“I wish Dan would marry a nice home girl. It would make things better,” sighed Mrs. Carter.

“Daniel marry?” Mr. Carter raised his voice again to a roar of discontent and hopelessness. “Who d’you think Dan could marry? What kind of a girl d’you think would pick a cripple?”

“Hush!”

Mrs. Carter, very pale, rose and shut the door; but she was too late. Daniel, suspecting the trouble in the library, had started for his own room. The stairs were just outside the library door, however, and he could not help hearing every word his father said. In fact, Mr. Carter’s irate voice rang out like a trumpet. “What kind of a girl d’you think would pick a cripple?”

Daniel, clinging to the banisters, ascended more wearily than usual.

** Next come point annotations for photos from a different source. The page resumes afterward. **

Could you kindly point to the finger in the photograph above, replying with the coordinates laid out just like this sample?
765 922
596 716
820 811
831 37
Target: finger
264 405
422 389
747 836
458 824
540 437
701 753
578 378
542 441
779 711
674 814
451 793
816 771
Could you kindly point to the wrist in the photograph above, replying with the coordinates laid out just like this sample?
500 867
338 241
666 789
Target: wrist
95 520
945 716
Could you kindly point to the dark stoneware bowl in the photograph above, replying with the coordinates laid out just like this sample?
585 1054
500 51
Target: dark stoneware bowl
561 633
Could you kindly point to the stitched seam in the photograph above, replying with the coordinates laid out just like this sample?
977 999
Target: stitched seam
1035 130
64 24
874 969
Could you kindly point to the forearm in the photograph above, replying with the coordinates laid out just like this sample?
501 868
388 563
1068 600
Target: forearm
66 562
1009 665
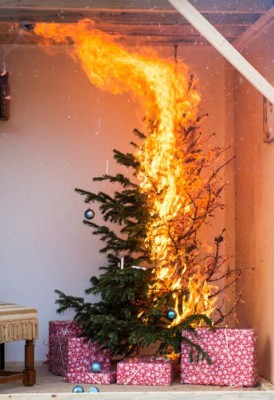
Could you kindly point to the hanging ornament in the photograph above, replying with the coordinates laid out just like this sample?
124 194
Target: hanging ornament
93 389
78 389
96 366
89 214
171 315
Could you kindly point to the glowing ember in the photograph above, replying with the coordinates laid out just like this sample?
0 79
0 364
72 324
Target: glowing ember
170 160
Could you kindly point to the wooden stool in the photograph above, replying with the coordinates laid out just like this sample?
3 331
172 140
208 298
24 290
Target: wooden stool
18 323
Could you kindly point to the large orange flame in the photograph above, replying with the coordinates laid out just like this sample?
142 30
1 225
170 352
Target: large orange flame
170 102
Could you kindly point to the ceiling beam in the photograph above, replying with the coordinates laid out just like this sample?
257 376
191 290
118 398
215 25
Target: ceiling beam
224 47
257 28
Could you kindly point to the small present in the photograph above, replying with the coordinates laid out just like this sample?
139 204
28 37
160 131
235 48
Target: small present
64 328
73 353
105 377
150 371
232 353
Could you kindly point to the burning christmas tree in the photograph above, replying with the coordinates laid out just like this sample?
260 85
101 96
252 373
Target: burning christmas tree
168 282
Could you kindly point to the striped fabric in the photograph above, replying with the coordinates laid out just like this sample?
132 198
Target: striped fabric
17 323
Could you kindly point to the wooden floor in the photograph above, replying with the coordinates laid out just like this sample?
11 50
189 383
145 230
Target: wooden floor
49 387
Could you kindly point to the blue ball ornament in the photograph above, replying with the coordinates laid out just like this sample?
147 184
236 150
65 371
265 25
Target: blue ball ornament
171 315
78 389
96 366
89 214
93 389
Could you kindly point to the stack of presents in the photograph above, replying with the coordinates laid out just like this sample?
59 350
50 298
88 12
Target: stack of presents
232 353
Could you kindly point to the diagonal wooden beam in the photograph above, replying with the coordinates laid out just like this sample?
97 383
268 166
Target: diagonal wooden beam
199 22
254 30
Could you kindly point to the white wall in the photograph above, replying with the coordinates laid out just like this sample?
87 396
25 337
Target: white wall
60 133
254 203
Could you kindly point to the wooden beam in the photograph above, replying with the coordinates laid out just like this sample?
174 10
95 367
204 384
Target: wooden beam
251 33
224 47
216 5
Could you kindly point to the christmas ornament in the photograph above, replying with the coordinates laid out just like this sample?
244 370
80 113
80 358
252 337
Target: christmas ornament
89 214
93 389
78 389
171 315
96 366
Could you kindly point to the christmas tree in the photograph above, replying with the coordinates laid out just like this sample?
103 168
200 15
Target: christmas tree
135 310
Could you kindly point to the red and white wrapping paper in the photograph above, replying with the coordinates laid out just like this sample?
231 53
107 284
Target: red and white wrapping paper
69 354
233 356
105 377
64 328
146 371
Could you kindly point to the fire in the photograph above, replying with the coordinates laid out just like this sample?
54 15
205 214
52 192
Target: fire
166 176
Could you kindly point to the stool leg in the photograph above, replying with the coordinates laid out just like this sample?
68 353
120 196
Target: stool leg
29 371
2 356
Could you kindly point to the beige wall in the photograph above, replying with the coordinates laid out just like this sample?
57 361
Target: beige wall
59 136
254 204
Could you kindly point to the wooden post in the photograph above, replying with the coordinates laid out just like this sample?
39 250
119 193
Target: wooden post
29 371
199 22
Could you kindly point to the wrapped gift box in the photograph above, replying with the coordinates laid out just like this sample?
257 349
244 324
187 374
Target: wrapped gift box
64 328
233 356
69 354
105 377
146 371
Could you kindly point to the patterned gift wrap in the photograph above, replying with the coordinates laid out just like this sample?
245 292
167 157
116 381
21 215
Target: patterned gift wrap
233 356
105 377
68 354
67 328
64 328
146 371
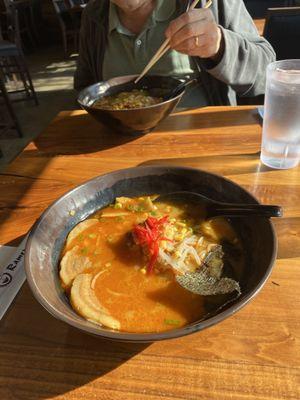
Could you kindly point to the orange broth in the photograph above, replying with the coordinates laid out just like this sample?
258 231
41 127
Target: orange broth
141 302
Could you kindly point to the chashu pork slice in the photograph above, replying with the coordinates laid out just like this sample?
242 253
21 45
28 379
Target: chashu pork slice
72 264
85 302
81 227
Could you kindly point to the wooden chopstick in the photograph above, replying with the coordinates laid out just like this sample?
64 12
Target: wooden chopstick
165 46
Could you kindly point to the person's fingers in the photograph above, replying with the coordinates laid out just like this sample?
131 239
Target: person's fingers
186 19
205 48
193 29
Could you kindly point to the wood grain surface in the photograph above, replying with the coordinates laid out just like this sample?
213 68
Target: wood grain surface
255 354
260 24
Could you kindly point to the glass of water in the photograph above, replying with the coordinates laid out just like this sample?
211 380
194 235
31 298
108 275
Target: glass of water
281 126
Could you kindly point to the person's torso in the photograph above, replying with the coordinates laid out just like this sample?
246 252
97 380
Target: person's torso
128 54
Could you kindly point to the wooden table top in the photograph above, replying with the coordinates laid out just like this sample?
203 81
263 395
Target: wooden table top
254 354
260 24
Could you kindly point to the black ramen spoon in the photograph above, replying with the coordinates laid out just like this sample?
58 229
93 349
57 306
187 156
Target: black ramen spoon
212 208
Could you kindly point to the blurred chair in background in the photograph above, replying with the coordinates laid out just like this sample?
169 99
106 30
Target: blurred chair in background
15 76
21 22
282 30
69 24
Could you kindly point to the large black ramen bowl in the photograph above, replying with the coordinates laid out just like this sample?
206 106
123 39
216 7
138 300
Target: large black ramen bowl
136 121
49 233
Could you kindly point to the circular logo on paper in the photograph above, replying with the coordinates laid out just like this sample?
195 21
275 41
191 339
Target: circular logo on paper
5 279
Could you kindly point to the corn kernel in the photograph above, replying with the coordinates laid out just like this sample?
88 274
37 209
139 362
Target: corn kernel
183 224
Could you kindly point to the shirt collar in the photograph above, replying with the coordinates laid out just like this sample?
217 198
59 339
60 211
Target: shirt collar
163 11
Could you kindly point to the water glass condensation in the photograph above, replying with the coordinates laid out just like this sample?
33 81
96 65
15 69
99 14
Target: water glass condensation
281 127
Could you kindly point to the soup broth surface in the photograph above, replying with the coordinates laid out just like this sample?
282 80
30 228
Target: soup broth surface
119 284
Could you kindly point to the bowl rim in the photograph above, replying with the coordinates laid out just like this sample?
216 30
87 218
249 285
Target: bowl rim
81 94
146 337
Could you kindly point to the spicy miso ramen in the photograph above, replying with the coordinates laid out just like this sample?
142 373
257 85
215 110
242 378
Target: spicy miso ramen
139 266
127 100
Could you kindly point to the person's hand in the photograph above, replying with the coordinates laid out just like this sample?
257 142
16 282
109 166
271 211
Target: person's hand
196 33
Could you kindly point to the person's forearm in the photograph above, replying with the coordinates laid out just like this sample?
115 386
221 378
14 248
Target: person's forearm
243 64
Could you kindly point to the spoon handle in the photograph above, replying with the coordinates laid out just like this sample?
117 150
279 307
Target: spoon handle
240 210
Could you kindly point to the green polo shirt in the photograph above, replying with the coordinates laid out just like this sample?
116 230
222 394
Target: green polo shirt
128 54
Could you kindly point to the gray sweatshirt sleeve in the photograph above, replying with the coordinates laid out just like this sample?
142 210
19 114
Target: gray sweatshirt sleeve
246 53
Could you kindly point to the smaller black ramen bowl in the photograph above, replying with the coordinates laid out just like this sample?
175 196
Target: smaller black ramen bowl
48 236
136 121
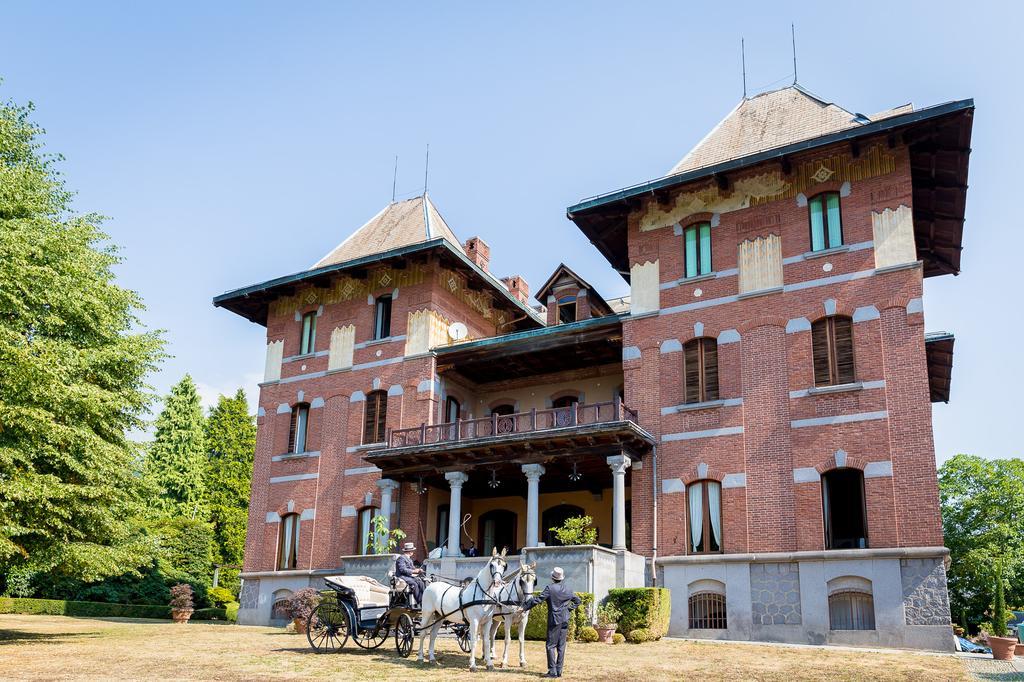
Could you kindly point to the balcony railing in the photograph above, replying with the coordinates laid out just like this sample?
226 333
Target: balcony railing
522 422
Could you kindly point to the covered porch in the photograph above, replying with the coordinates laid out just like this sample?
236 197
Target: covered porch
505 482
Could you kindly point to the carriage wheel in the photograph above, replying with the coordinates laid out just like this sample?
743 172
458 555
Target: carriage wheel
462 636
373 637
403 635
329 628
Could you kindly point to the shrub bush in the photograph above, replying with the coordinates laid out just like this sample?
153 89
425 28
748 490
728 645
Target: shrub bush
302 603
82 608
641 635
181 597
219 596
537 627
646 608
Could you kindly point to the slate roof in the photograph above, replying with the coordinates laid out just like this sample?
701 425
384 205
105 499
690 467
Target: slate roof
771 120
398 224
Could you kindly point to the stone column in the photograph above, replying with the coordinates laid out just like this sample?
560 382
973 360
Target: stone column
619 464
534 472
387 486
456 479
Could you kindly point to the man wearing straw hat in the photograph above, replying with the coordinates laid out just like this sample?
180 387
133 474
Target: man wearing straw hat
407 570
561 602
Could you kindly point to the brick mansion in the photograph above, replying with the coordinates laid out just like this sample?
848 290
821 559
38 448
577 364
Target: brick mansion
751 427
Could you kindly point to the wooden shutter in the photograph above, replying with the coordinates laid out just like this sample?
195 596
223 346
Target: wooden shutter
820 350
710 361
691 371
291 429
843 352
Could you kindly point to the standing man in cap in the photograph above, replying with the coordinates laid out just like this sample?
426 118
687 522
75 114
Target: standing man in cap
407 570
561 602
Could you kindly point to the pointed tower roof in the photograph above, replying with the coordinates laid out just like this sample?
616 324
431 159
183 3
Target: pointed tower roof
771 120
399 224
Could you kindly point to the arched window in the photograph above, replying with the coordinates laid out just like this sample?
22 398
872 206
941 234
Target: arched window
452 410
288 543
705 498
497 530
364 544
696 245
307 343
503 410
826 221
382 317
566 309
832 347
375 418
564 410
851 610
700 370
299 428
843 509
707 611
553 517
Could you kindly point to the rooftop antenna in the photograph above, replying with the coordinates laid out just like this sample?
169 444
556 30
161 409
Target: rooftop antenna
742 59
394 180
426 170
793 33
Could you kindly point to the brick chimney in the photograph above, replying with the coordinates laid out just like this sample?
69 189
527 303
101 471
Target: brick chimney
478 252
518 288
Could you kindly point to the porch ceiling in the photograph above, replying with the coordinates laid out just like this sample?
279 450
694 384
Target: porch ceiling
588 442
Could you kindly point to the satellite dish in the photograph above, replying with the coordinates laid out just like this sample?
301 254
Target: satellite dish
458 331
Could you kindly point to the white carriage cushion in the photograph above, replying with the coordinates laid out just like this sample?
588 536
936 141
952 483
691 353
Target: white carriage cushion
368 591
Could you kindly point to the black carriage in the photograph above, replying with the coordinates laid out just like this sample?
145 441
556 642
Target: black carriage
364 609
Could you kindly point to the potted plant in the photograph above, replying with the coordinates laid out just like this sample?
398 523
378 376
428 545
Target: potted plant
181 604
300 606
607 622
1003 646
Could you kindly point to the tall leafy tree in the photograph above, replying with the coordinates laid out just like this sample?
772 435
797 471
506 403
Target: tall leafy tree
983 521
176 460
73 368
230 443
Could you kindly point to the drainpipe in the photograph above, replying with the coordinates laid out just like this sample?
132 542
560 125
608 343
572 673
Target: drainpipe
653 554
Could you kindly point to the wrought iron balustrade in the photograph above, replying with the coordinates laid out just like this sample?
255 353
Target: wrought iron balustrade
523 422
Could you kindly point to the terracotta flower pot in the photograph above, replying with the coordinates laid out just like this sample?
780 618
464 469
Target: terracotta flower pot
181 614
1003 647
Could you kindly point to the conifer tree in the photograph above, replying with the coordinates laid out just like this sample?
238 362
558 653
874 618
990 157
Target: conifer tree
73 368
176 461
230 443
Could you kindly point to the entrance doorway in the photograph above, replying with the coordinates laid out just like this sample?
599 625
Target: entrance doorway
497 530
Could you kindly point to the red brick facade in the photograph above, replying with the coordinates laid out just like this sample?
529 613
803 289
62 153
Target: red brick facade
757 440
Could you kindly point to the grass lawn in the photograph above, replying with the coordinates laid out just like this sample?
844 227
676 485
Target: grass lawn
58 647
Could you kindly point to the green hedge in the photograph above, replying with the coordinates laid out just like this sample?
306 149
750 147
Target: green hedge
643 608
99 609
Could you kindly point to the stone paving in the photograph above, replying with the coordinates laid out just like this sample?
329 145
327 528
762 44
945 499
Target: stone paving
983 667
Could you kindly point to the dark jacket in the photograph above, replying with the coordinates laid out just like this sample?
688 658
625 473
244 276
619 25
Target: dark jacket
403 566
561 600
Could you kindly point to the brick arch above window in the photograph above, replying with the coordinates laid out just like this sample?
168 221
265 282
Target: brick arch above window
702 471
841 462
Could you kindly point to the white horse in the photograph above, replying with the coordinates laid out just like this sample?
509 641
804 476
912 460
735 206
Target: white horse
448 602
510 597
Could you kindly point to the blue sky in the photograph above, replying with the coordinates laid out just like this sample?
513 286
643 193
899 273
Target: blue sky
230 143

The stairs turned at the landing, and he was out of sight when his mother shut the door. He never used a cane in the house now. He was well enough to get along with a heavy limp, and he made no noise as he crossed the upper hall and went into his own room. Once there, he locked his door, and, crossing to the window, stood staring out with absorbed and thoughtful eyes.

The night was perfect. A young moon had set, and there seemed to be, instead, a myriad of stars. He could discern, too, even in the darkness, the darker profile of the hills, and, nearer at hand, the clustering beauty of foliage, pierced here and there with the lights of near-by houses, which shone in the darkness, without any discernible outlines behind them, like fallen stars. The air was fragrant and soft, with the sweetness of flowering grapes, familiar and homelike, amid all that blended early blossoming.

He could hear soft, blurred sounds, too—the hum of insect life, the piping of frogs, the murmur of the brook that flowed not a hundred yards away. He stood motionless, thinking, and glad of the cool night air on his hot cheeks and brow. He felt as if some one had dealt him a physical blow, and his bruised flesh was still quivering under it.

“What kind of a girl d’you think would pick a cripple?”

Daniel shut his lips sharply over his clenched teeth. It wasn’t a new idea; it wasn’t even a suggestion. He had known it all along, he told himself, and yet the bare words were brutal. They seemed to brand him like hot iron, to shrivel into his shrinking flesh and leave the mark there.

“Cripple!” He remembered, in a flash, his well days—the days when he was like other boys, before the fall which lamed him. He remembered his own young scorn of the weakling and the maimed, the repugnance that the physically strong often feel toward the physically disabled. Yet there was nothing disfiguring in his trouble. He was lame, but he was not twisted; he only halted in his walk. But, none the less, he was a cripple.